The New Englanders who populated Minnesota in those years were folks who knew how to turn running water into money. That’s what brought them here. They were also town-meeting Congregationalists who prized equality under the law, valued the citizenship of all men (women were another story, for another day) and wouldn’t abide any king or bishop telling them how to conduct their personal affairs.
A line can be drawn from those ideas to the case made on the House floor last week that Minnesota law ought not treat same-sex couples differently from the other kind.
But I can draw a shorter, more direct line to explain how Minnesota finds itself on the verge of becoming the 12th state in the nation to grant same-sex couples the chance to legally marry. My line traces from the decision by the 2011 GOP-controlled Legislature to put a constitutional amendment banning same-sex marriage on the November 2012 ballot.
If politics were scored like tennis, that was an “unforced error.”
Marriage-ban amendments had served Republicans well in 30 other states, boosting GOP turnout as voters put them into state constitutions. When both legislative chambers went Republican in 2010, the new majorities couldn’t wait to let the marriage issue work its partisan magic here.
They didn’t foresee that thousands of ordinary Minnesotans, gay and straight, were willing to work some magic of their own to keep the amendment out of Minnesota’s charter.
GLBT Minnesotans began acknowledging their sexuality in big numbers a generation ago. But not many talked openly about how the unavailability of legal marriage hurt them, their partners and their children until the amendment threatened to put marriage even further out of reach. Last year, with the encouragement of a strategically smart Minnesotans United for All Families campaign, up-close-and-personal conversations about the implications of marriage law unfairness happened all over this state.
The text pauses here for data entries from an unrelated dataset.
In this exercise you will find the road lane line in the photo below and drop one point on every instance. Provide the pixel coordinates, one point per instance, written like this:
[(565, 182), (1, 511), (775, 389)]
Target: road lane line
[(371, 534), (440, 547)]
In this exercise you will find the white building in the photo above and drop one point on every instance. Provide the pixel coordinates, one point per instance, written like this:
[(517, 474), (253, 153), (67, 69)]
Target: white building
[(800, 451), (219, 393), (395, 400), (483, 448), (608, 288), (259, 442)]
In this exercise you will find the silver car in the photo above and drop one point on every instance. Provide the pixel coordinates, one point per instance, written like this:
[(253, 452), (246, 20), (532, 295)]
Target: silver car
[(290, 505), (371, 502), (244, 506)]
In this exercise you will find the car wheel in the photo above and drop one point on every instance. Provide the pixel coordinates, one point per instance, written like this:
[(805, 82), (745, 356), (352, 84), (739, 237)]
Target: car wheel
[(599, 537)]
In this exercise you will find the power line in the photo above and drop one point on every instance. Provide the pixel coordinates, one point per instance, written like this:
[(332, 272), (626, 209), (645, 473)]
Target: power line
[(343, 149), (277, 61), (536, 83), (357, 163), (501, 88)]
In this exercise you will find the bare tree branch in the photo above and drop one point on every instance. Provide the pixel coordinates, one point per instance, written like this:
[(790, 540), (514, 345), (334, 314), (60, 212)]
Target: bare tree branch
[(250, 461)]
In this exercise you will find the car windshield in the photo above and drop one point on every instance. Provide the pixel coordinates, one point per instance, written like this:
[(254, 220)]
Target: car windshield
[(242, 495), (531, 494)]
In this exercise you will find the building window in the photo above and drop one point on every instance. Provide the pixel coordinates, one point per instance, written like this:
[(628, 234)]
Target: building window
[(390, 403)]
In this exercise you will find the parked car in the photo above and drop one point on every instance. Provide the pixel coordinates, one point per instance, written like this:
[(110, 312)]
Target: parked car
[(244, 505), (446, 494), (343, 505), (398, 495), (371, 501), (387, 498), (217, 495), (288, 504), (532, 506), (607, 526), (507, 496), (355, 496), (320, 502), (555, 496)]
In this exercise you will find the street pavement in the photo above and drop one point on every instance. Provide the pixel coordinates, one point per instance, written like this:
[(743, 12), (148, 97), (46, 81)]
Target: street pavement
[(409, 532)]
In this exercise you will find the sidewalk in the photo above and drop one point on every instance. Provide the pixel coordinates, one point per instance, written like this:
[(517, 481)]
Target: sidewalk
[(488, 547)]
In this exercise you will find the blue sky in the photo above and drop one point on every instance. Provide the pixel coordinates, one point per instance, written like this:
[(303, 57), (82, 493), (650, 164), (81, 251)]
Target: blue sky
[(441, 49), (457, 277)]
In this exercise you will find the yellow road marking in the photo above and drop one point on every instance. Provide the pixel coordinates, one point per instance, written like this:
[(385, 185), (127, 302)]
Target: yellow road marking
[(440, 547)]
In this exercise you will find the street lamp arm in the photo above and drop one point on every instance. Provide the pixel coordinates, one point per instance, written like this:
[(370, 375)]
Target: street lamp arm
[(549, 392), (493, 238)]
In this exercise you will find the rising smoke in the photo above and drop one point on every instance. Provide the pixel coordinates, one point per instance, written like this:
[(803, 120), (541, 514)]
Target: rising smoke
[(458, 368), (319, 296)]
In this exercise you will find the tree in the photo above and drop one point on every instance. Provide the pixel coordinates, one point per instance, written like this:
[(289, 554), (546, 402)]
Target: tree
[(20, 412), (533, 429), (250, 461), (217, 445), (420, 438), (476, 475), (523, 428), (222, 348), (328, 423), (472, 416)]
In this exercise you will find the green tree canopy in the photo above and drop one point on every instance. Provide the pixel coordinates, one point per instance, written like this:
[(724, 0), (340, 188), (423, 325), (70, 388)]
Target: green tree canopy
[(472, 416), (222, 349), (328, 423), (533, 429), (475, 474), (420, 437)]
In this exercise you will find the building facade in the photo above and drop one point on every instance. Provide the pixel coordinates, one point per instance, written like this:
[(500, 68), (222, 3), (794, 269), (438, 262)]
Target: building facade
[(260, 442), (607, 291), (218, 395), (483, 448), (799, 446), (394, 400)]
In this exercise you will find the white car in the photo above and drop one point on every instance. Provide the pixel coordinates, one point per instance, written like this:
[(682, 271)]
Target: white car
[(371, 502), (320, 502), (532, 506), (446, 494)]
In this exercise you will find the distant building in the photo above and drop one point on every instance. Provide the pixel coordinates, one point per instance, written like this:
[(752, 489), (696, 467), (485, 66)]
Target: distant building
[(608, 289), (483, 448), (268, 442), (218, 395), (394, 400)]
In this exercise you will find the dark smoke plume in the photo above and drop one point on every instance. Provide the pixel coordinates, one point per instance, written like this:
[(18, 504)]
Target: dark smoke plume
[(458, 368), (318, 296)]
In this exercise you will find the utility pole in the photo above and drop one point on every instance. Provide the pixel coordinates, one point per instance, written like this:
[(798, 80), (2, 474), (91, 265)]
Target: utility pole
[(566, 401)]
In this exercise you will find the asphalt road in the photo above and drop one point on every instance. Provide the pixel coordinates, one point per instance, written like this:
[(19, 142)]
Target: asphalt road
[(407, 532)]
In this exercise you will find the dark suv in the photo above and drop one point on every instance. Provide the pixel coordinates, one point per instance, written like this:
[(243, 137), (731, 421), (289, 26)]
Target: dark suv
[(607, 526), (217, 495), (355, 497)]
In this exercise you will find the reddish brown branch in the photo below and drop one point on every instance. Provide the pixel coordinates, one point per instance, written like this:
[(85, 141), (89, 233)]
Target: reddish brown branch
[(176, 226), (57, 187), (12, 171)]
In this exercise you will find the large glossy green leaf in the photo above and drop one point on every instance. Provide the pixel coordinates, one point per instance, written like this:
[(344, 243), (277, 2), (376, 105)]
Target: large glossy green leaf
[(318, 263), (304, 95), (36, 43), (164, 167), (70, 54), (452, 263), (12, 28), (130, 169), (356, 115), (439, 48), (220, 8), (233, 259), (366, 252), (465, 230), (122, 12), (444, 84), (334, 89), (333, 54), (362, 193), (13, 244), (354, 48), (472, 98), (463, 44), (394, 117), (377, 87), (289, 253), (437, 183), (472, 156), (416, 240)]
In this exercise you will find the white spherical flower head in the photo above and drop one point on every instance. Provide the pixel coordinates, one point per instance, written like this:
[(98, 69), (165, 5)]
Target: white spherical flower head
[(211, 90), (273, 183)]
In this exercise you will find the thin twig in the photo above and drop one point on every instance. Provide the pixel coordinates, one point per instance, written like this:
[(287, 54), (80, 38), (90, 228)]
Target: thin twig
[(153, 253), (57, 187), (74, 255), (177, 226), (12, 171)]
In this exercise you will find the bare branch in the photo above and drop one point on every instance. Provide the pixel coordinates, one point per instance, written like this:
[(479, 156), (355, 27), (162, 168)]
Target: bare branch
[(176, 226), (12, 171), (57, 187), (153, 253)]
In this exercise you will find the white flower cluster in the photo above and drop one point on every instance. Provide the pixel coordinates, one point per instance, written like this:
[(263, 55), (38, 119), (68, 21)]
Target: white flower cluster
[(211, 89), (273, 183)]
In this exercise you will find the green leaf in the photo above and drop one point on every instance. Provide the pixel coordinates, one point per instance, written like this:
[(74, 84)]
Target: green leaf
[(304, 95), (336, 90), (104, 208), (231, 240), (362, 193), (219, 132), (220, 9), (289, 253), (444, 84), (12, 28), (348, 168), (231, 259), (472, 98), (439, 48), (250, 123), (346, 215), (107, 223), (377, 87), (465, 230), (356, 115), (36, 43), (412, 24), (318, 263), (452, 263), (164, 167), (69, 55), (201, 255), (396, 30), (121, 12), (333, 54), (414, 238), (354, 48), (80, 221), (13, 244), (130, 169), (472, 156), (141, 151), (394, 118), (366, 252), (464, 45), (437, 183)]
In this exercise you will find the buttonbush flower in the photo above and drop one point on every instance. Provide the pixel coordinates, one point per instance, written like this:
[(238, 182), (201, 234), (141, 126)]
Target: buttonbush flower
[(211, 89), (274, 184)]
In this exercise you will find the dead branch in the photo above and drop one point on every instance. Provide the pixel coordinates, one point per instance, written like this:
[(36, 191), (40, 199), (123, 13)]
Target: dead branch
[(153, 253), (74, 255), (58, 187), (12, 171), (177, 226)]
Asking Minnesotans to say a constitutional “no” to same-sex marriage perversely hastened the day when, via their elected representatives, they would say “yes.”
Last week, I played my favorite postmortem game, “What If,” with a senior Republican legislator who would play only if I wouldn’t print his name.
What if the GOP had not advanced the amendment? He agreed with me that Minnesota today likely would not be on the verge of legalizing same-sex marriage. That move might still be coming, but not this year.
Then he offered a variation: What if the amendment had been accompanied by a move to allow “civil unions,” the not-quite-marriage legal status that Red Wing GOP Rep. Tim Kelly offered on the House floor Thursday as an alternative to full legalization? My GOP game-mate speculated that if Republicans had simultaneously made civil unions available to same-sex couples, the marriage ban might have passed muster with the voters.
On Thursday, Kelly’s amendment went down on a 22-111 vote Thursday. Its time had come and gone. Now that the issue has been made personal to fair-minded Minnesotans, nothing short of full equality will do.